The ballpoint pen wasn’t really available until after world war 2 in most of the world. Up until then people used mostly pencil or fountain pen and each had their draw backs.
The ballpoint pen had been patented over 60 years before that but was expensive and had flaws. Enter a couple brothers in Budapest on the run from the Nazis who ended up in Argentina and patented the capillary action ballpoint pen. Stateside Milton Reynolds caught on to ballpoint pen fever and figured people would buy in. The pens hadn’t made it into the US market yet but the brothers capillary action pen was under patent so Reynolds used a gravity feed design that had problems but was still novel and had potential. The problem being that in the late 1940’s his pens cost just shy of $200 each (adjusted to todays dollars) and were sold at high end department stores. People did buy them, huge crowds rushed in when they first went on sale.
Now, in the meantime mr. Bich, the guy Bic is named after, is in France making pencil cases and other writing tool related stuff. He’s got this knack for finding trends and producing relatively quality goods on the cheap.

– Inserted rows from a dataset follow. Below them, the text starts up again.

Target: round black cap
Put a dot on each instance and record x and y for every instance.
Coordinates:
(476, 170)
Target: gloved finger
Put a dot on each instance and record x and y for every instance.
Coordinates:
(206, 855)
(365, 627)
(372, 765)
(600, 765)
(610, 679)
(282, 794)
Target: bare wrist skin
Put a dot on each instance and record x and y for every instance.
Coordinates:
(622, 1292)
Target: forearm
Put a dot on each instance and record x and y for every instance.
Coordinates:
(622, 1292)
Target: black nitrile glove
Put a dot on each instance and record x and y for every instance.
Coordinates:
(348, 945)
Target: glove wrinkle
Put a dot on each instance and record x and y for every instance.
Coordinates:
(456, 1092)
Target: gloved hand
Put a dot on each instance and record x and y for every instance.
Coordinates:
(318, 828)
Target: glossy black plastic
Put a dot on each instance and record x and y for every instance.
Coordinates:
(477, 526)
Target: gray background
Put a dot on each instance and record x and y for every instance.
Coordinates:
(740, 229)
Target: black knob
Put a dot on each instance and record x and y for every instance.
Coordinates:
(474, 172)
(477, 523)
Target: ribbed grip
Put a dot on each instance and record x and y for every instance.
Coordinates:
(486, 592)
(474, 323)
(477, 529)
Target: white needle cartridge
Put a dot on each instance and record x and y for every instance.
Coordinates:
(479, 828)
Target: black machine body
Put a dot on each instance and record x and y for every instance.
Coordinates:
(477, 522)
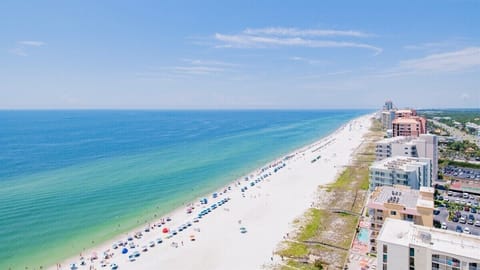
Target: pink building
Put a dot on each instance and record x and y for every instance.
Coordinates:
(409, 126)
(405, 113)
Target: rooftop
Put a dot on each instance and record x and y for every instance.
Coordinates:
(405, 121)
(401, 195)
(399, 163)
(406, 233)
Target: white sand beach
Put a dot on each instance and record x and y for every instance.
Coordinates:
(265, 210)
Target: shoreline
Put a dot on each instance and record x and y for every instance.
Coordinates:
(232, 191)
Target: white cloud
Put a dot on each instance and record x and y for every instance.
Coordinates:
(248, 41)
(197, 70)
(18, 51)
(32, 43)
(208, 62)
(283, 31)
(307, 60)
(449, 61)
(21, 48)
(454, 61)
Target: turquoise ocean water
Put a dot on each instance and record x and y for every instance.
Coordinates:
(72, 179)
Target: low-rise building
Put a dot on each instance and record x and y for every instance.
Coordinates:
(404, 245)
(399, 202)
(414, 172)
(426, 146)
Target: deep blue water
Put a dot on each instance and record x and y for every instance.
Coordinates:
(62, 172)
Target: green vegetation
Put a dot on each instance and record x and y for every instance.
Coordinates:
(294, 250)
(325, 233)
(313, 224)
(302, 266)
(461, 116)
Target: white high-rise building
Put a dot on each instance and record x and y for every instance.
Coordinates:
(424, 146)
(387, 118)
(404, 245)
(409, 171)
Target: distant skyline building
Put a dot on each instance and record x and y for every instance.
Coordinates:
(414, 172)
(407, 123)
(387, 119)
(405, 113)
(404, 245)
(424, 146)
(388, 106)
(409, 126)
(399, 202)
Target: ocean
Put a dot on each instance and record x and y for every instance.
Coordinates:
(70, 180)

So Bich does alright for himself and catches on to the whole ballpoint pen thing and figures out some ways to improve the pens. He buys up the patterns from our brothers in Argentina for the superior capillarity design pens and he starts selling Bic ball point pens for like 23 cents- so of course they blow up and of course the ball point pen becomes a household item.
He starts distribution in the US.
Now fast forward about 20 years. Disposable lighters weren’t really a thing as we know them until the 60’s. DuPont is making them
In… France. The Cricket. Well, Gillette, yeah, the razor guys, who also used to own paper mate (we’ll come back to that) buy cricket for the US and start selling disposable lighters.
Now- why did Gillette buy papermate in the 50’s and then make lighters…? Diversification. After WW2 demand was booming, technology was booming. Globalization was booming. Cheap foreign labor and materials were abundant and there was both pent up demand and surplus of many things from the war. Almost any big company with money was branching out at this time. General Electric, American automakers, everyone was buying stakes in cars and boats and consumer goods and all sorts of things.
So there is alot more to this and a lot of history but let me it it blunt and editorially.
Gillette made razors and is credited as inventing the consumer disposable “safety razor,” the early version of the plastic razors most of us are familiar with. While they seem dissimilar, a lot of the concepts and supply chains and knowledge cross over. Razors are plastic and metal, lighters, pens. Chemicals in a tube, precision tolerances with a margin, disposable, small, sold at your general goods and housefuls stores and such so the supply chain and relationships are already there on the retail side. Ok.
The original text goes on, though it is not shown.